Motivation Here SR means Special Relativity, LT means Lorentz transformations.
SR is easy to describe, after you learn about how to back and forth between observers using Lorentz transformations, imo. I know of the physical motivations that leads to LT, but even if you accept them as axioms, I think it suffices for most problems. Note that although you can describe SR as GR with $g=\eta$, in the sense that LT are those linear maps that preserve the "norm" induced by $\eta(v,v)$, I never really needed to think of $\eta$ because I can look at formulas for LT and this is usually enough to solve a problem in SR. I think in the early days when SR existed but GR wasn't, people didn't really treat $\eta$ fundamental, but LT was the main contribution of SR.
I am taking a GR course, and there we are less concerned about what observers see (I mean there are less problems on that) and we are most concerned about solving for $g_{\mu\nu}$ and trajectories of particles etc.
Because of that, I wanted to discover the equations that relate $(t,x,y,z)$ and $(t',x',y',z')$ different observers measure in GR, but I run into the problem of what do I mean by "coordinates of some specific event", as in how does two different observers know they look at the same "event" in GR. In other words, spacetime is some abstract manifold, and an event is some $p\in M$ and $p$ doesn't have to look like a $4-$tuple, nor if it does should the first component be the time, or latter components space. I am asking if someone measures $p$, and how does another person know (if they are moving) they are looking at the same $p$ (which is independent of the reference frame). Below is the simple case of this question, for the SR case.
Question itself:
Let's restrict ourselves to SR. I know that if there are two observers and one of them moves with a constant velocity, say along the $x$ axis, I can relate the coordinates the latter measures to the one measured by the former using LT.
My question is, if this transformation is denoted by $x'=Lx$, and $x$ is interpreted as some event observed by one of the observers, what is $x'$?
What I mean is, I usually think that $x$' is the coordinates that the moving (relative to the other) observer measures for the event x, but how does that observer know they were trying to measure $x'$?
For example, imagine there is a ball $l$ meters away in the x direction. Then I think that the moving observer can measure what is the location of that ball in their reference frame, but how do they know they are supposed to look at that ball?
Like, if space was filled with balls of same color, after boosting, how would the moving observer know they are computing the coordinates of that "same" ball?
For another example, imagine 2 people are in empty space, and one of the moves along $x$ axis with velocity $v$. If $A$ looks at some point, and calls it $(t,x,y,z)$ how does $B$ know which of the four tuples $(t',x',y',z')$ should they tell to person $A$, so that they realize they are related by LT? I mean, it is all black, and you can't really distinguish things.
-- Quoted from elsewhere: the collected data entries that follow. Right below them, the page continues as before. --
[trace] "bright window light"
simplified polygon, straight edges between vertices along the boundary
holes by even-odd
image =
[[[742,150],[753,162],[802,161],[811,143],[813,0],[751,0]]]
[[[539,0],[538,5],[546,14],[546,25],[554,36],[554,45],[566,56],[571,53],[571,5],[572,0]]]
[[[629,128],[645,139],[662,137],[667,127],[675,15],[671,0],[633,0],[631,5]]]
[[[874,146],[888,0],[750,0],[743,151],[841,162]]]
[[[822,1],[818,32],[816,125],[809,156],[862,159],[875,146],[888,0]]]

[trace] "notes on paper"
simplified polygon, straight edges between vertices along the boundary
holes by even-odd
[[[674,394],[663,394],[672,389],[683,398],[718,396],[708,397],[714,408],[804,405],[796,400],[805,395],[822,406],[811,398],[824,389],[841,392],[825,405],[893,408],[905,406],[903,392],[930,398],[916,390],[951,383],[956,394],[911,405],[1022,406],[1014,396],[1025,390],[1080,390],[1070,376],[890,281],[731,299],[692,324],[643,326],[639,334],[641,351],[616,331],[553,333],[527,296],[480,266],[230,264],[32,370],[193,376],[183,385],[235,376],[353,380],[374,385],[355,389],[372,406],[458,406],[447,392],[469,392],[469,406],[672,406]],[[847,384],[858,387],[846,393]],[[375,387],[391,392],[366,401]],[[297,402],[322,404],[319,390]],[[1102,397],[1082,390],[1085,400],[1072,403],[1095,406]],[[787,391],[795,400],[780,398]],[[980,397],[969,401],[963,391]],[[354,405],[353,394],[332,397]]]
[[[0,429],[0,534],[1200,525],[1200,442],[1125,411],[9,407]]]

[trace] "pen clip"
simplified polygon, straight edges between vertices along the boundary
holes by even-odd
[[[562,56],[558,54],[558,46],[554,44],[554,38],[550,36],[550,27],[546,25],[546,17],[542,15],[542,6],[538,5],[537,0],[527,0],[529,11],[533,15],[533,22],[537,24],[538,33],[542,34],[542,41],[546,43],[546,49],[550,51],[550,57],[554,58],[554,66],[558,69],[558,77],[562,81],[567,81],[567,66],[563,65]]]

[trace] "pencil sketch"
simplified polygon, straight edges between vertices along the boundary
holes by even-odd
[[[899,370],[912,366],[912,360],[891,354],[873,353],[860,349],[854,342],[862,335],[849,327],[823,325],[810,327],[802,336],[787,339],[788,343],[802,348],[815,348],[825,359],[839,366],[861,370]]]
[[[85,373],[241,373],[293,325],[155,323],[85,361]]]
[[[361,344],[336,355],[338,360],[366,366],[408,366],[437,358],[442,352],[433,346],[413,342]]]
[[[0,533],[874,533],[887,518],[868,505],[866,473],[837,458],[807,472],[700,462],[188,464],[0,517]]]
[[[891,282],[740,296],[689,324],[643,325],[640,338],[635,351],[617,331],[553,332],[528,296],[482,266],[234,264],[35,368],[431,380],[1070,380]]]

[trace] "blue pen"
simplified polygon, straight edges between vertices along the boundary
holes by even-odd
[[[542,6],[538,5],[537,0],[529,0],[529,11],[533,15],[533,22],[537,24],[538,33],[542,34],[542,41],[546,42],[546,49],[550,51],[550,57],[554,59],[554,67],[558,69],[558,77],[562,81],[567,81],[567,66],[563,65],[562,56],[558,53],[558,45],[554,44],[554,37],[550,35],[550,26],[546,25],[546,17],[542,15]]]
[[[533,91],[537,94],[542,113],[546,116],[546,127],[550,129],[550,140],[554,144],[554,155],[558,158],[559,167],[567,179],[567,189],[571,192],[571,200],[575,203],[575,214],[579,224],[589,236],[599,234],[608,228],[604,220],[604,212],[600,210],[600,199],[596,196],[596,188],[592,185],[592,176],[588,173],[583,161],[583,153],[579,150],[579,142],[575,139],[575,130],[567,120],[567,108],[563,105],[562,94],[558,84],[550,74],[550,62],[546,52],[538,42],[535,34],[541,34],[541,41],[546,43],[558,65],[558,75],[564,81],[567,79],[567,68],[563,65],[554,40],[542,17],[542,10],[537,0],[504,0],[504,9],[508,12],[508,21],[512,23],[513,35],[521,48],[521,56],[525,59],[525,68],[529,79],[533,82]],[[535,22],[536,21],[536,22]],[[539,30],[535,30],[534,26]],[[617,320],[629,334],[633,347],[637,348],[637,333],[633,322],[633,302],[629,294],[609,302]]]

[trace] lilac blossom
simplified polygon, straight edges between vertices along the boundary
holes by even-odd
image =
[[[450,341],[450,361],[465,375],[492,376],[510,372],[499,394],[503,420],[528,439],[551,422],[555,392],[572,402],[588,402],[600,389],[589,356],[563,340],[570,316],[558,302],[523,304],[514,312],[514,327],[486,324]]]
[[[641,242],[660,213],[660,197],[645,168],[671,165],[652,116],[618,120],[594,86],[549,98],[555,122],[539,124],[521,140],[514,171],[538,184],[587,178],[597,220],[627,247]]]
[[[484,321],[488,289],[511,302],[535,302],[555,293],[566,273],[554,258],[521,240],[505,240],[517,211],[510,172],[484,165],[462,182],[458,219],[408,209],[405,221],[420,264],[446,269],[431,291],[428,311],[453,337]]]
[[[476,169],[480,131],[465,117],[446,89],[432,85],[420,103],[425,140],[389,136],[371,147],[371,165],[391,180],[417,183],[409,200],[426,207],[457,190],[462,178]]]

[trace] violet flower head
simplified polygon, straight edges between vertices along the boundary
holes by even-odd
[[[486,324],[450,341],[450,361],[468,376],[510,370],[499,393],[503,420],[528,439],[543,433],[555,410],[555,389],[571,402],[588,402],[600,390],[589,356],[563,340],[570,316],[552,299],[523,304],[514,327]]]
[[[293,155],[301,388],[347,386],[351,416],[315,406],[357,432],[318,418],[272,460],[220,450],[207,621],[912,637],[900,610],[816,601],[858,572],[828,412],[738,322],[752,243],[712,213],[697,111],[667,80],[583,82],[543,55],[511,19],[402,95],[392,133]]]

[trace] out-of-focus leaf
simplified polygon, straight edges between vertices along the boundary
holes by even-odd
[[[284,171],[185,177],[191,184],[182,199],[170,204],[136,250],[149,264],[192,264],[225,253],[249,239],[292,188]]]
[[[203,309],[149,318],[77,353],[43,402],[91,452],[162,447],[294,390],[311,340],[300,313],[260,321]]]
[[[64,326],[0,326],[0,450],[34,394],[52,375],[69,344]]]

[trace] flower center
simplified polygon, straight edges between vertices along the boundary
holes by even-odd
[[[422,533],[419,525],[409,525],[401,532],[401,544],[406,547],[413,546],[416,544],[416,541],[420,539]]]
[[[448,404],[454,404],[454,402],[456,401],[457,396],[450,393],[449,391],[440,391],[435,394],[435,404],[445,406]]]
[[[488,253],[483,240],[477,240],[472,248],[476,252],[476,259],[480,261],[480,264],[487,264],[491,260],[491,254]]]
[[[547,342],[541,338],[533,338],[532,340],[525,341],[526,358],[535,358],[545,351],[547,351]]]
Otherwise, $x'$ is not a quantity that exists on its own but defined through the Lorentz transformation, which makes it tautological.
Note: For answers like leaf falling from a tree and two people comparing what did they measure for that event, I didn't accept it because in a universe where nothing happens but a leaf fell, two people I think could say these are the same "events", but what if from that same place periodically leafes fall. How do you know which leaf are you looking to compare with other person. I ask this to limit any anthropomorphism involved.
EDIT: My goal was to define "same event" so that I can relate what different observers see in GR (SR is given by LT which is well known). I wasn't fully interested in putting a cartesian system and synchronized clocks per say, since this procedure I think doesn't generalize to GR. Anyway, this question does indeed ask what I wanted to ask.